LONDON (Reuters) - British broadcaster ITV (ITV.L) forecast a sharper than expected drop in advertising revenue in the current quarter, overshadowing a strong start to the year for the home of the Downton Abbey drama.
ITV, which has rebuilt itself in recent years by selling programmes to international markets and growing its online business, said its recent weak viewing figures had also continued.
Net advertising revenue (NAR) was up 12 percent in the first three months of the year, ahead of the 11 percent it had previously forecast.
However, the group said it now expected net advertising revenue to come in just 5 percent higher for the first half of the year as a whole.
That implied a rise of 5 percent in April and a forecast drop of 5 percent in May and a fall of between 5-7 percent in June due to strong comparative figures in the previous year.
“Expectations had risen going into the first quarter release with ad buyers talking of a TV ad market up 4 percent in the second quarter,” Citi analysts said in a note.
“In light of that, while we expect no change to consensus forecasts, ... we believe that the first quarter trading update could be seen as slightly disappointing.”
The trading update coincided with a 24-hour strike by some ITV staff who are angered at the 2 percent pay rise they have been awarded, despite the improvement in the company’s fortunes.
The network’s recent share of viewing also remained weak, down 3 percent in the first four months but the group flagged new programmes which had been well received, such as reality show Britain’s Got Talent and drama Code of a Killer.
It should also enjoy a lift from the Rugby World Cup which kicks off in September and which ITV will show exclusively.

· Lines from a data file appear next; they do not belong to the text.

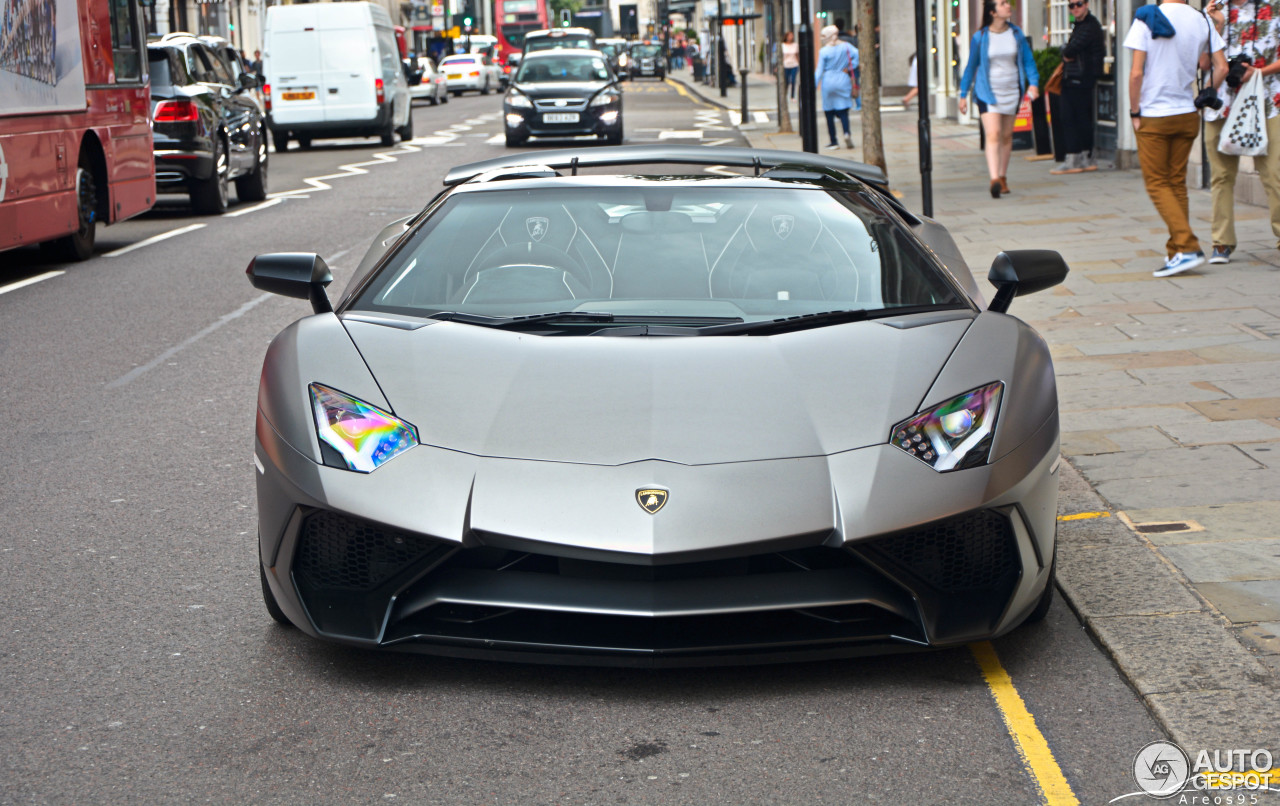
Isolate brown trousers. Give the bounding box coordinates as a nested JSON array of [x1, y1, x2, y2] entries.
[[1138, 113, 1201, 257]]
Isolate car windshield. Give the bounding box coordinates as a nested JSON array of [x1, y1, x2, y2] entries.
[[516, 52, 609, 84], [347, 182, 966, 329]]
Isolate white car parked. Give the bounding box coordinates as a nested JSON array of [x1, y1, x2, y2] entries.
[[440, 54, 502, 95]]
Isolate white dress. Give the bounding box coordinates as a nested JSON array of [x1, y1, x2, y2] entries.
[[987, 28, 1023, 115]]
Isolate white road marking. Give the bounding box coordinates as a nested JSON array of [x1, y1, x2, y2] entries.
[[102, 224, 206, 257], [223, 197, 284, 219], [0, 271, 67, 294]]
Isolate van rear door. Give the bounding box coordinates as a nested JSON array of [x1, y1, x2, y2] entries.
[[320, 26, 376, 122], [266, 26, 325, 125]]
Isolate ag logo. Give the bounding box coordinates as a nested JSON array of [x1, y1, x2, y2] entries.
[[773, 215, 796, 241], [1133, 741, 1192, 798], [525, 216, 552, 241], [636, 490, 669, 514]]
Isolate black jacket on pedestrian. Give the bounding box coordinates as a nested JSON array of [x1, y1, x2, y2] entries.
[[1062, 13, 1107, 87]]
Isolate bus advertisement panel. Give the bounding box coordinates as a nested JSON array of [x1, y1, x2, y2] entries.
[[0, 0, 156, 260]]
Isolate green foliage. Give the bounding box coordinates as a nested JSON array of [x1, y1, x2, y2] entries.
[[1032, 47, 1062, 80]]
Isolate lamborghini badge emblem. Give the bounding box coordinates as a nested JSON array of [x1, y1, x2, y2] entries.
[[525, 216, 550, 241], [636, 490, 669, 514], [773, 215, 796, 241]]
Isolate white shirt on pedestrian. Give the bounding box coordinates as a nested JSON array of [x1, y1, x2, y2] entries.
[[1124, 3, 1225, 118]]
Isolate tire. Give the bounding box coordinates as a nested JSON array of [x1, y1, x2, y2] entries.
[[236, 132, 268, 201], [191, 136, 230, 215], [1023, 554, 1057, 624], [257, 563, 293, 627], [40, 160, 97, 261]]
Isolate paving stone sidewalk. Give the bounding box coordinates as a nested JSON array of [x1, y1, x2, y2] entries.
[[673, 73, 1280, 757]]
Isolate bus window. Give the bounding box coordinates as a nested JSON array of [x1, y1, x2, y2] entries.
[[110, 0, 142, 83]]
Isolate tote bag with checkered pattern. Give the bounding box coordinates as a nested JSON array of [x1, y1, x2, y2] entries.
[[1217, 70, 1267, 156]]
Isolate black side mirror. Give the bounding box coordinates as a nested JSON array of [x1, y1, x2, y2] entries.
[[987, 249, 1069, 313], [244, 252, 333, 313]]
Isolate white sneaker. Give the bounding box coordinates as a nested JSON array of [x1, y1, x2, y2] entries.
[[1151, 252, 1204, 278]]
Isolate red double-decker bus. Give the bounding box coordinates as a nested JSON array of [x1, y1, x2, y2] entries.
[[0, 0, 156, 262], [494, 0, 550, 61]]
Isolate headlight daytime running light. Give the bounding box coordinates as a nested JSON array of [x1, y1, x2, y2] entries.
[[307, 384, 419, 473], [890, 381, 1005, 473]]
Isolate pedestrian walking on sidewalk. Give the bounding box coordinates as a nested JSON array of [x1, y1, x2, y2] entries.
[[1204, 0, 1280, 264], [782, 31, 800, 99], [1048, 0, 1107, 174], [813, 26, 854, 150], [1124, 0, 1226, 278], [960, 0, 1039, 198]]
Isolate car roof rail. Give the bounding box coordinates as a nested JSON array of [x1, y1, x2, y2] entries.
[[444, 146, 888, 192]]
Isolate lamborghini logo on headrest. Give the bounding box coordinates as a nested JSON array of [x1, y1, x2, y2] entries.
[[773, 215, 796, 241], [636, 490, 669, 514]]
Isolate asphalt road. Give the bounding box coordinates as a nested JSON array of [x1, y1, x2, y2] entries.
[[0, 82, 1161, 803]]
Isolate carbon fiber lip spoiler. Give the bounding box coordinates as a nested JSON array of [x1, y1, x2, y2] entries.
[[444, 146, 888, 191]]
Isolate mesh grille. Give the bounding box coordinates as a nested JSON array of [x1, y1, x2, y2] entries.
[[293, 512, 439, 591], [858, 510, 1018, 592]]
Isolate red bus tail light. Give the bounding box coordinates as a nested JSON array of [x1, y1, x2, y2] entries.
[[155, 101, 200, 123]]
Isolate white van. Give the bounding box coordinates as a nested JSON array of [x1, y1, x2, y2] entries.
[[262, 3, 413, 151]]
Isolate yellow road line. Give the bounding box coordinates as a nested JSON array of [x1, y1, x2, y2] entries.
[[1057, 512, 1111, 521], [969, 641, 1080, 806]]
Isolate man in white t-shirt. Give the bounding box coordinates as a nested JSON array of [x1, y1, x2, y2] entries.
[[1124, 0, 1226, 278]]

“Our digital channels are growing audience share, up 3 percent overall year on year, and we are firmly focussed on the main channel where we expect to see improvement in the second half of the year,” it said.
Shares in the group were down 1.6 percent by 0810 GMT, following a 21 percent rise in the stock in the year to date.
“Even though this (trading update) may have precipitated some early profit taking today, the outlook remains bright with the market consensus of the shares as a buy unlikely to be disturbed,” said Richard Hunter, Head of Equities at Hargreaves Lansdown Stockbrokers.